My mind wonders this morning as I thaw out from taking an inventory in a perishable foods warehouse in Birmingham, Alabama, USA. When you stroll by the meat case or the frozen food display in the super market, do you wonder about how those products got there?

I am a key account representative for one of those companies that brings these nice convenient items that you now drop in your shopping buggy. This story is about what happens behind the scene in the management of this huge, huge industry. My company manufactures both cooler or meat case items and freezer items. The management in my warehouse and in the perishable foods distributor may sometimes take a crystal ball. How much will you buy and which flavor or size will you buy the most or least of? How much or how little do I need to keep in inventory to meet your needs? Hummm!

Tuesday is the order from my buyer, but first it is INVENTORY of the pull slots in this warehouse to verify, in truth, my products are in there designated pull slots. For me, now, it is to don a large, thinsulate parka and gloves and of course, a cap or hat. It gets cold, very cold, in those coolers and freezer.

You have to image a "huge" and very long and tall room with shelves or "slots" reaching the ceiling. It is not warm! The warmest cooler being 27°F above Zero and the freezer is 15°F below Zero. The shock in the freezer is mind bending as there are fans blowing making the chill factor somewhere in the 40°F below zero. You don't fool around in this freezer! You had better know where your slots are and get the dates and count in the pull slots and get out. The guys (and gals) that work in this environment only stay 20 minutes and that is with the heaviest of cold weather gear available. Luckily, I only have 15 items in the freezer and 5 minutes in there and I am GONE.

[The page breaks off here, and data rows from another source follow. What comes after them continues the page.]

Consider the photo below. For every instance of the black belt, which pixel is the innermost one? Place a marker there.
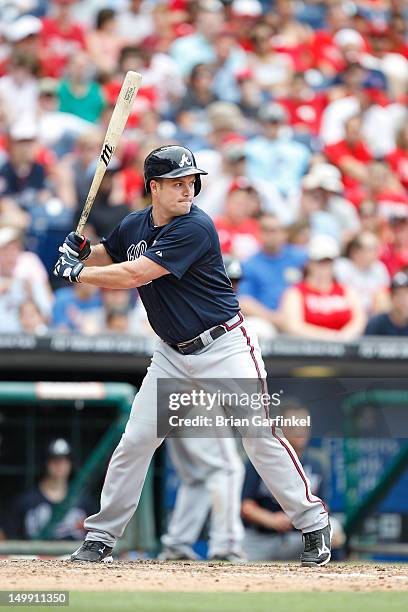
(196, 344)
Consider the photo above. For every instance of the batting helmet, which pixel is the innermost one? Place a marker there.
(171, 161)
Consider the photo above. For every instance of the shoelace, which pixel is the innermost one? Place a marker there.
(89, 545)
(311, 541)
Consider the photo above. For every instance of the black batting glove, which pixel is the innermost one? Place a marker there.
(78, 246)
(68, 267)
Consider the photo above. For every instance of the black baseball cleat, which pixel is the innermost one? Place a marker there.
(94, 552)
(317, 547)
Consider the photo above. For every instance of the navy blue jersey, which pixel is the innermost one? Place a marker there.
(197, 293)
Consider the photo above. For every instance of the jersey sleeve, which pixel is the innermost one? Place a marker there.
(180, 248)
(114, 244)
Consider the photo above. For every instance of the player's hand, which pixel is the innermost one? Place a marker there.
(68, 267)
(78, 246)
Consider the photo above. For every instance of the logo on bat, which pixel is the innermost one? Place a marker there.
(130, 92)
(107, 154)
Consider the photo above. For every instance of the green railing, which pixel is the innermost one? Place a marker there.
(358, 509)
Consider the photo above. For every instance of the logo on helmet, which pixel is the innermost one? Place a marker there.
(185, 161)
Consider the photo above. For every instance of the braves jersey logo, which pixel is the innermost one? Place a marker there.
(185, 161)
(136, 250)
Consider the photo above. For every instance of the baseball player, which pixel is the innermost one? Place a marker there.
(211, 474)
(171, 252)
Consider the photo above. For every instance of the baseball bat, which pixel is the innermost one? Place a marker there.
(116, 126)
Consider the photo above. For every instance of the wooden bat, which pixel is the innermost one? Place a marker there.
(116, 126)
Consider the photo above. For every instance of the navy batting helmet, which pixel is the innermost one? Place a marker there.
(171, 161)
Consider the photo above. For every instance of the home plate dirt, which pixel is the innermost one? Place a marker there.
(17, 574)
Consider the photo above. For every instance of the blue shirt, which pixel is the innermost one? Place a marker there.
(266, 276)
(197, 293)
(283, 162)
(381, 325)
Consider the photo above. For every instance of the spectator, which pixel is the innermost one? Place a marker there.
(117, 321)
(230, 59)
(32, 321)
(319, 307)
(134, 22)
(304, 106)
(351, 155)
(109, 207)
(394, 252)
(77, 167)
(33, 510)
(237, 229)
(271, 71)
(78, 93)
(269, 534)
(398, 159)
(386, 191)
(394, 322)
(323, 204)
(233, 166)
(274, 157)
(61, 38)
(103, 43)
(267, 274)
(77, 309)
(22, 177)
(198, 48)
(19, 87)
(22, 277)
(362, 270)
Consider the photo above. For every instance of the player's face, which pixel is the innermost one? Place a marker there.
(174, 196)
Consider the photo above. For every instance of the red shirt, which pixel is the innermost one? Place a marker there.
(59, 45)
(336, 152)
(391, 203)
(331, 309)
(306, 112)
(242, 240)
(394, 259)
(398, 161)
(133, 184)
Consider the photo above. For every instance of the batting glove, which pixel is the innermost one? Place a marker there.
(76, 245)
(68, 267)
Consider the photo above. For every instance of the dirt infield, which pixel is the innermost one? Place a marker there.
(18, 574)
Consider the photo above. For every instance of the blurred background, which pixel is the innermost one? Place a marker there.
(298, 110)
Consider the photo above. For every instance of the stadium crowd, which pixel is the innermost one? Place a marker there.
(298, 110)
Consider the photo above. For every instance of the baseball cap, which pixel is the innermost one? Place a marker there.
(247, 8)
(324, 176)
(273, 113)
(8, 234)
(322, 247)
(23, 27)
(24, 129)
(59, 448)
(233, 267)
(400, 279)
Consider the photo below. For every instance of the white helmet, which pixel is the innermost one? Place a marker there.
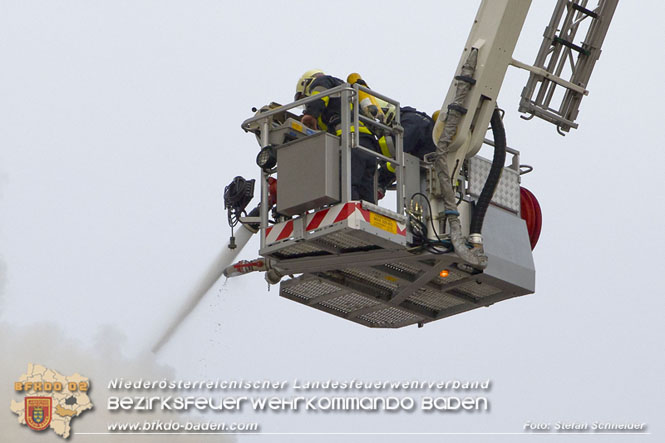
(304, 81)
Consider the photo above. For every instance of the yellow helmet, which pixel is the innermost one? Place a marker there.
(304, 81)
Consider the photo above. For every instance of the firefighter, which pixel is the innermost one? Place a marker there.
(325, 114)
(417, 141)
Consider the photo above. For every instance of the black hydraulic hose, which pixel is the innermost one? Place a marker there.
(499, 133)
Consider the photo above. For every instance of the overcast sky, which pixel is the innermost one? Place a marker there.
(120, 127)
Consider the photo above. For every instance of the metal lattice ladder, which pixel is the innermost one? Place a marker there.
(559, 52)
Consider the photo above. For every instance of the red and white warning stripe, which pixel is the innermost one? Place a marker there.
(325, 217)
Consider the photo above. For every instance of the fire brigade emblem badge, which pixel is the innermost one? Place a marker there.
(38, 412)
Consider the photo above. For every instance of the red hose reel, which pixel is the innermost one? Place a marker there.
(531, 214)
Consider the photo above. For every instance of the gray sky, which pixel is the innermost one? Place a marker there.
(120, 126)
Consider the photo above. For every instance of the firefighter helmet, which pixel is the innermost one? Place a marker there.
(304, 81)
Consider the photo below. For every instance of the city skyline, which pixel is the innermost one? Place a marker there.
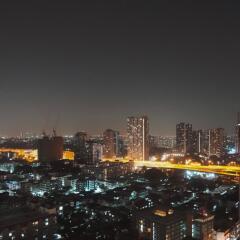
(87, 66)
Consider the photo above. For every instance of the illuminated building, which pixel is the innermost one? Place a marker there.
(138, 138)
(216, 142)
(97, 152)
(237, 132)
(50, 148)
(110, 143)
(161, 224)
(68, 155)
(184, 137)
(80, 148)
(203, 227)
(30, 155)
(203, 142)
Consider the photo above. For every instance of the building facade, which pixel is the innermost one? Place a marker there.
(138, 138)
(110, 143)
(184, 137)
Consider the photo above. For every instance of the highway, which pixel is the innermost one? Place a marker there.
(218, 169)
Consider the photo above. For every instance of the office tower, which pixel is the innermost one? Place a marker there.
(237, 136)
(195, 141)
(138, 138)
(50, 148)
(110, 143)
(184, 137)
(216, 142)
(161, 224)
(203, 227)
(203, 142)
(167, 142)
(97, 152)
(79, 146)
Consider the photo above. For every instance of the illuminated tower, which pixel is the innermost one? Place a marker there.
(80, 149)
(184, 137)
(110, 143)
(138, 138)
(237, 131)
(216, 142)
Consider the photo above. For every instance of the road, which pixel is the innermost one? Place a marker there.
(218, 169)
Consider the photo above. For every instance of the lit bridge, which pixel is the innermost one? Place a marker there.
(217, 169)
(31, 155)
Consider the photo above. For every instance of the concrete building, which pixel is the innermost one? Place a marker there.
(138, 138)
(161, 224)
(184, 137)
(110, 143)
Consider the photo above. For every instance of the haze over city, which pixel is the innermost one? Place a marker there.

The balance of my items are in coolers at 27°F, but these too have high speed fans making the chill factor somewhere around 15°F. I have tried working this cooler without gloves but 10 minutes in there, you have no feeling in your hands. Double lined cotton gloves enable me to stand the cold and make date and quantity notes on my inventory control.

Why do we do this? The 2 hours spent in this cold environment assures me that the products you buy in the grocery store are fresh, rotated properly, and have 60 to 90 days on expiration. This a quality assurance part of a sales job that only the sales rep will or should do. No one takes care of your product better than you do. I depend on the perishable management to do a good job, but they are managing much, much more than my line and cannot see what you see when you are focused totally on one line or brand of products.

A perishable food warehouse ships 10's of millions of dollars each 'day' to member stores. We, the sales rep, if we or I am doing my job, must make sure you get my product as fresh as possible.

So each Tuesday, it is putting my body through this 3 hours in the coolers and freezer for freshness control and assurance. The next time you pick up that pack of bacon or frozen dinner, you now have a keyhole view of what it takes to get it there as fresh as possible. Everything is on computer as a laptop is my constant companion. Years ago we took those orders on paper as well as inventory but not now. Everything is on computer, everything. Speed is now needed in managing orders and inventories. I think back and wonder now how we did it without our computer. Maybe it was the fact we it was a smaller task and the world moved a little slower. I wonder about the next generation of perishable sales rep and what he will have?